L'un des plus grands plaisirs de voyager en Asie du sud-est est de prendre l'autobus. Et quand je parle de prendre le bus, je parle de prendre un vrai bus avec les locaux, le vrai monde.
Avec des véhicules débordant de passagers le plus souvent qu'autrement, l'état parfois catastrophiques des bancs et les surplus de bagages dans l'allée centrale, les bus sont souvent un terreau fertile d'histoires débiles.
Un autre classique des bus asiatiques est la musique. Une version karaoké des vidéos sur un écran miniature à l'avant du bus et le son dans le tapis, souvent beaucoup trop fort pour les excellents haut-parleurs made in China (en fait, on devrait plutôt les appeler haut-gricheurs que haut-parleurs), est la meilleure option pour obtenir le silence des passagers. En fait, mettre un DVD karaoké d'un chanteur populaire dans un bus en Asie du sud-est est l'équivalent de mettre un DVD de Caillou à des enfants de trois ans dans une garderie.

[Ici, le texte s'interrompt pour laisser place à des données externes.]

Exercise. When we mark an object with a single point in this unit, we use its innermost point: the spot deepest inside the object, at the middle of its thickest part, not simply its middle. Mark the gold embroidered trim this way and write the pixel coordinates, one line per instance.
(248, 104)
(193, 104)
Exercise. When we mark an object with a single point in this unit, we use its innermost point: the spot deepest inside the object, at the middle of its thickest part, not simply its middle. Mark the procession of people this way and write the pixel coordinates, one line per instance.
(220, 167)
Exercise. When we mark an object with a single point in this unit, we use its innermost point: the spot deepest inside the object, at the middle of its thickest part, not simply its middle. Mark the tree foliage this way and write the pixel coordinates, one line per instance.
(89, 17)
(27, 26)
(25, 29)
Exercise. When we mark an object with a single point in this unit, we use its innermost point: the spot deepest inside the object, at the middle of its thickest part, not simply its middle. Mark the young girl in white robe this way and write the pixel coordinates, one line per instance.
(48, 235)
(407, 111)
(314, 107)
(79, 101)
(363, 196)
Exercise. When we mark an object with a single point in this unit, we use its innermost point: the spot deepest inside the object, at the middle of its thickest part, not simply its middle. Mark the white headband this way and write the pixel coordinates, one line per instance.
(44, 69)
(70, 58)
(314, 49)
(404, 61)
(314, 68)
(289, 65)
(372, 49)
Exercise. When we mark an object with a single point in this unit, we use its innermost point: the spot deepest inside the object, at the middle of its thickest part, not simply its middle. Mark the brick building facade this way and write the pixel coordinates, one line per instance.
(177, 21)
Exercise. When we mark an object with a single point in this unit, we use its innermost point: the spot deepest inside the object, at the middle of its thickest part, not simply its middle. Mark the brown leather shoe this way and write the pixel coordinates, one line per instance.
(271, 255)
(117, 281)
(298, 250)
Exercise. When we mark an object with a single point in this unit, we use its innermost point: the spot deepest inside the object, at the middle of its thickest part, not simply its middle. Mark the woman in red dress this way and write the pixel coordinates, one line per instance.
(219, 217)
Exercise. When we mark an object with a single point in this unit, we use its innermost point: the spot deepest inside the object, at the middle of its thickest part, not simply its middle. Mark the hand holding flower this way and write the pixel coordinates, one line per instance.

Pour le projet Siem Reap - Battambang, j'ai eu la chance de regarder le DVD des vidéos, version karaoké, d'un des chanteurs les plus populaires de l'heure au Cambodge. Aucune idée de son nom, mais j'entends son tube au moins une fois par jour.
Les Cambodgiens ont beaucoup de très belles qualités, mais pour ce qui est de l'originalité des scénarios des vidéos de musique, on repassera. A côte de ça, les Super Mamies passent pour de la grande télé.
Musicalement, on fait dans la pop très commerciale et très légère à la "je t'aime mon amour et je t'aimerai pour toujours".
Le thème de la chanson étant toujours le même, il ne faut pas vraiment s'étonner que les vidéos soient tous un peu pareils. Mais il y a un peu pareil et un peu pareil.
Changez la fille, les décors, les paroles et vous avez inlassablement le même vidéo encore, encore et encore: un triangle amoureux (deux filles et un gars) et la fille qui "tilt" entre les deux gars, dont le chanteur qui est toujours dans les vidéos. Elle passe 34 secondes avec le premier avant d'en passer 29 avec le deuxième avant de repasser à l'ouest 48 secondes pour mieux repasser à l'est pour quelques rimes. Gauche - droite, gauche - droite pendant 3:30. Un peu agace la madame! Chose certaine, Françoise David n'est pas la réalisatrice de ces vidéos.
Autres éléments qui reviennent d'un vidéo à l'autre: la fille ne finit jamais avec le chanteur, le chanteur est un alcoolo fini et le chanteur est une solide lopette.
Systématiquement, dans chaque vidéo, au moment où Dulcinée est dans les bras du méchant rival, notre ami le chanteur se défonce la gueule à l'alcool. Beaucoup d'alcool et vraiment trop d'alcool... question que l'on comprenne que le gars souffre d'amour.
Donc, après s'être bourré la gueule, notre ami tente systématiquement d'en venir aux poings avec son rival. Une bataille par vidéo, c'est garanti. Des claques sur la gueule, des coups de pied dans les reins. Et on se bat partout: dans la rue, dans la chambre à coucher, dans un bar. Et chaque fois, notre ami le chanteur perd sa rude bataille. Des volées et encore des volées. Une fois, le type se fait mêmeme tirer dans la jambe dans par la fille. Fascinant, captivant et un beau message d'espoir pour les tout-petits à la maison.
Donc, un personnage pathétique et de qui on finit presque par avoir pitié: un homme ultra-rose trop proche de ses sentiments qui a de la pepeine à tout bout de champ, qui est trop mou pour prendre sur lui et qui boit comme un trou pour noyer sa pepeine et qui se bat comme une fillette de 12 ans. Et qui, en plus, est laid comme un singe. Quand tu as la face d'une mante religieuse, t'as pas grand chance de scorer avec les filles dans la vie. Voilà probablement ce qui explique pourquoi la fille ne finit jamais avec lui dans les vidéos.
Mais laid comme un singe ou pas, si le personnage échoue lamentablement avec les filles dans le vidéo, je ne suis pas trop inquiet en revanche pour le chanteur de la vie de tous les jours. À voir comment les filles le regardaient avec de la tite babave dans l'autobus, je n'ai pas l'impression qu'il couche souvent seul le soir.
Peu importe que ces vidéos soient pour le moins mauvais, partout dans le monde, une rock star, ça reste une rock star.